Editorial: Don’t send U.S. ground troops to Iraq
The fall of Ramadi is causing another round of recriminations about what President Barack Obama is or isn’t doing to stop the Islamic State’s march across Iraq.
But our recent observance of Memorial Day should remind us that war exacts a real human cost. It should tell us that there’s no justification for sending thousands of U.S. troops back into combat in Iraq.
Lest we forget, Anbar province is where more Americans were killed than any other province during the last Iraq war. In late 2004, more than 80 died in door-to-door fighting in Fallujah. In 2006, Ramadi was where U.S. officers joined forces with Sunni sheikhs and helped turn the tide of the war.
That should be a lesson: Merely sending in more Marines isn’t a real strategy — a point reinforced by Defense Secretary Ashton Carter. He made headlines May 24 by calling out the Iraqi military for lacking the “will to fight” in Ramadi, and by pointing out that until it does, the Islamic State cannot be defeated.
Carter spoke the truth.
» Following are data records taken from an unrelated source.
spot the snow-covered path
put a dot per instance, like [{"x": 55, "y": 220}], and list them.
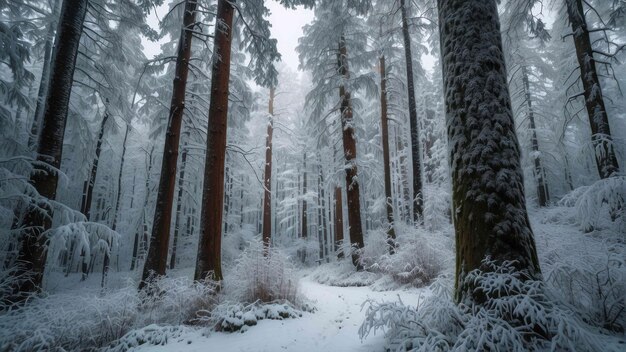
[{"x": 333, "y": 327}]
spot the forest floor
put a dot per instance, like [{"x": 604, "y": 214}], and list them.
[{"x": 332, "y": 327}]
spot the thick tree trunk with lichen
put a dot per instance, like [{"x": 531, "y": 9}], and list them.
[
  {"x": 490, "y": 218},
  {"x": 44, "y": 80},
  {"x": 156, "y": 260},
  {"x": 44, "y": 178},
  {"x": 601, "y": 139},
  {"x": 416, "y": 165},
  {"x": 349, "y": 149},
  {"x": 209, "y": 258}
]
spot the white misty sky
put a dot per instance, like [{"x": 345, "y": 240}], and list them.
[{"x": 286, "y": 28}]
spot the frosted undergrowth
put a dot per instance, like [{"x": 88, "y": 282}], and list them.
[
  {"x": 527, "y": 318},
  {"x": 421, "y": 255},
  {"x": 580, "y": 305},
  {"x": 90, "y": 319},
  {"x": 601, "y": 205}
]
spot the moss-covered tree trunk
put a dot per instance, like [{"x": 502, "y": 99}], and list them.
[
  {"x": 44, "y": 178},
  {"x": 490, "y": 218}
]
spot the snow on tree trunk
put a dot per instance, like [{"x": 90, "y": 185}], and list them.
[
  {"x": 267, "y": 176},
  {"x": 44, "y": 81},
  {"x": 304, "y": 234},
  {"x": 601, "y": 139},
  {"x": 156, "y": 260},
  {"x": 209, "y": 245},
  {"x": 418, "y": 202},
  {"x": 44, "y": 178},
  {"x": 384, "y": 132},
  {"x": 538, "y": 171},
  {"x": 490, "y": 218},
  {"x": 179, "y": 203},
  {"x": 338, "y": 222},
  {"x": 349, "y": 148}
]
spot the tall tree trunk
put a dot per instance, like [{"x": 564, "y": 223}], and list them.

The U.S.-led coalition should continue airstrikes and provide training and weapons, but the assistance will matter little unless the Iraqi government can rally Shiite and Sunni factions and its military becomes effective.
Still, there’s no easy way to defeat the Islamic State in Iraq — not to mention in Syria, which is in the middle of a full-fledged civil war.
That, however, doesn’t excuse the irresponsible silence from Congress since the president asked in February for formal authorization to wage war against the Islamic State.
Instead, debate in the Washington, D.C., bubble has focused on the last Iraq war — whether knowing what we know now about the absence of weapons of mass destruction, then-President George W. Bush still should have ordered the invasion in March 2003. His brother, potential GOP presidential candidate Jeb Bush, flubbed that hypothetical question, handing his rivals a club with which to pummel him.
It’s interesting to political junkies, but it’s not valuable for decisions facing lawmakers now.
When Congress returns from recess, it ought to do its constitutional duty and ask tough questions but ultimately approve a war-powers resolution that rules out ground troops except in limited circumstances such as rescuing pilots.